Die LINKE verblasst in einer ökonomisch-gesellschaftlich schwierigen Konstellation. Dies markiert sicher eine Herausforderung für eine junge, plurale Formation von Sozialisten, Kommunisten, ehemaligen Sozialdemokraten und linken Gewerkschaftern, die bislang im Vergleich zur politischen Linken auf europäischer Ebene noch einigermaßen komfortabel dasteht. DIE LINKE sollte sich keinerlei Illusionen hingeben, dass sie nicht auch auf europäisches Normalmaß zurückgestutzt werden könnte. Das bürgerliche Lager kann bezogen auf ihre Parteienkonstellationen davon angesichts der Sarrazin-Diskussion hierzulande – "eine rechtspopulistische Kraft auf der nationalen Ebene würde die Bundesrepublik lediglich der europäischen Normallage annähern" (SZ, 16.9.2010) – und jüngst Schweden ein Lied singen: "Schweden wirkt so gegenüber den Ländern mit langer Populismuserfahrung wie ein Nachzügler. In Deutschland ist es in vielem wie ein Vorbote." (FAZ, 21.9.2010)

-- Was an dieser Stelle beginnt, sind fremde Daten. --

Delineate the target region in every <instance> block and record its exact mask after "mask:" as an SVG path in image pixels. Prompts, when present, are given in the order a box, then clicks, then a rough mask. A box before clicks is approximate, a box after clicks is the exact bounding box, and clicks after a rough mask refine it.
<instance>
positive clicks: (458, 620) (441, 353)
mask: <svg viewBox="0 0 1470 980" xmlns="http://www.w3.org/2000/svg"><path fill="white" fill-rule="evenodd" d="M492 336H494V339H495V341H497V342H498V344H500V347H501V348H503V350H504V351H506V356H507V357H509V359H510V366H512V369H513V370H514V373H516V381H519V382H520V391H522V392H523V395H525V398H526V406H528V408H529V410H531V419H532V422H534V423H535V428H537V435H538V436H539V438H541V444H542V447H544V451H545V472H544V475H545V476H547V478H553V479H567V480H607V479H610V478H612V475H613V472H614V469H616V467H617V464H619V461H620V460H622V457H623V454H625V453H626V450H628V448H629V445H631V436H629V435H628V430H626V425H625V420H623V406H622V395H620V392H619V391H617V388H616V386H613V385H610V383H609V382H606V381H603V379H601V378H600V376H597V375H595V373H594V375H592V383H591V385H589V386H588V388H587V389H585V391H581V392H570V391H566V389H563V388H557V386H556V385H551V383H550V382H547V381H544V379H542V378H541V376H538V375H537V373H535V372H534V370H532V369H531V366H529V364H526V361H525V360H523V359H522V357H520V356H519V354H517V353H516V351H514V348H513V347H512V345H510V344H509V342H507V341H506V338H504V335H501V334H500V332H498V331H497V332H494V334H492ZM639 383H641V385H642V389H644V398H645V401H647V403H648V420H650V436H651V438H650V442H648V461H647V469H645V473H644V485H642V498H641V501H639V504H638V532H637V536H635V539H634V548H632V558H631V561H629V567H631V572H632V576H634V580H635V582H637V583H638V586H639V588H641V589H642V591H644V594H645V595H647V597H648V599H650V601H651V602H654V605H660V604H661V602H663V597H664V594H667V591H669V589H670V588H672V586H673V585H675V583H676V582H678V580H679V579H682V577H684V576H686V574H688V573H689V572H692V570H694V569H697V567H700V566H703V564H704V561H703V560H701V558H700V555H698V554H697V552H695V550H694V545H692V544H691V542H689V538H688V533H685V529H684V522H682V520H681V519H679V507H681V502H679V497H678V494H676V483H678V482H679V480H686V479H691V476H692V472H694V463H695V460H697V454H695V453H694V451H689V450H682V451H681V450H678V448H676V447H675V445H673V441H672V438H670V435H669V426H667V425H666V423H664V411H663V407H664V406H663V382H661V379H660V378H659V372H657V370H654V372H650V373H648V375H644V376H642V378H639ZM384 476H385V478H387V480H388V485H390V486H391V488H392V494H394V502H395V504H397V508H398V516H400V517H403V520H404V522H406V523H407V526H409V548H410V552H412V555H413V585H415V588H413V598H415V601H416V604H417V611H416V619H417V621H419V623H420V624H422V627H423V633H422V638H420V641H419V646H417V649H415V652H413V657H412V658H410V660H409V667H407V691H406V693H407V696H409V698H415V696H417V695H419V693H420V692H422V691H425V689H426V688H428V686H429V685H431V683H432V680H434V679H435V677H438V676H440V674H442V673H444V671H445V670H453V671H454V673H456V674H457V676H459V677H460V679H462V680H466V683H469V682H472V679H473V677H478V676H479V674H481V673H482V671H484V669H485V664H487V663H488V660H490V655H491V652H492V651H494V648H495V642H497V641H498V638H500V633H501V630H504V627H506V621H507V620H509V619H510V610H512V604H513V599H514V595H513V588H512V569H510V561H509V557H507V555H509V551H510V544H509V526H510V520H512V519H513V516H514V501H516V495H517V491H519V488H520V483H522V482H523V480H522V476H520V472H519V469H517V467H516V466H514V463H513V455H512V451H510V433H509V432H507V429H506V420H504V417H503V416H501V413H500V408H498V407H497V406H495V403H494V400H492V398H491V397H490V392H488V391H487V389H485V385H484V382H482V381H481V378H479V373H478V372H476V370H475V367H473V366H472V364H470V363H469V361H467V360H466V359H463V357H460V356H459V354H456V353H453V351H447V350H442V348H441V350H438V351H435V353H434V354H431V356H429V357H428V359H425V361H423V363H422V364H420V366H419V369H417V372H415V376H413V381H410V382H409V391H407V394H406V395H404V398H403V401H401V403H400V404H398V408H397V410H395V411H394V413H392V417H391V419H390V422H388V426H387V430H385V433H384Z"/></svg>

Gleichzeitig ist ein vermehrtes Aufbegehren gegen die Politik von Schwarz-Gelb in zivilgesellschaftlichen und gewerkschaftlichen Protesten zu verzeichnen, angefangen von der Bewegung "Wir zahlen nicht für eure Krise" im Frühjahr 2009 und den Kundgebungen in Stuttgart und Berlin im Juni 2010, die im Herbst in weiteren Protestaktionen unter dem Motto "Gerecht geht anders" in breiter Trägerschaft fortgesetzt werden.

Die LINKE muss ihr zeitdiagnostisches Sensorium und ihre Deutungsfähigkeit verbessern, um sie betreffende "Vorboten" rechtzeitig orten und gegensteuern zu können. Ihre Repräsentanten müssen sie deuten, strategisch interpretieren und sich mit ihren Mitgliedern und Wählern austauschen, kommunizieren und evtl. korrigieren. Wenn es der LINKEN gelingt, gegenüber einer kurzfristigen ökonomischen Erholung sensibel für die tieferliegenden sozialen Ungerechtigkeiten zu bleiben und sich von dem gesellschaftlichen Protestpotenzial inspirieren zu lassen, hat sie eine Chance, als Oppositionskraft wieder stärker wahrgenommen zu werden. Und sie könnte die Repräsentanz von Lohnabhängigen, Prekarisierten und Ausgegrenzten befördern. Damit würde sie zu einem unverzichtbaren Bestandteil einer zivilgesellschaftlich verankerten, politikfähigen Mosaik-Linken.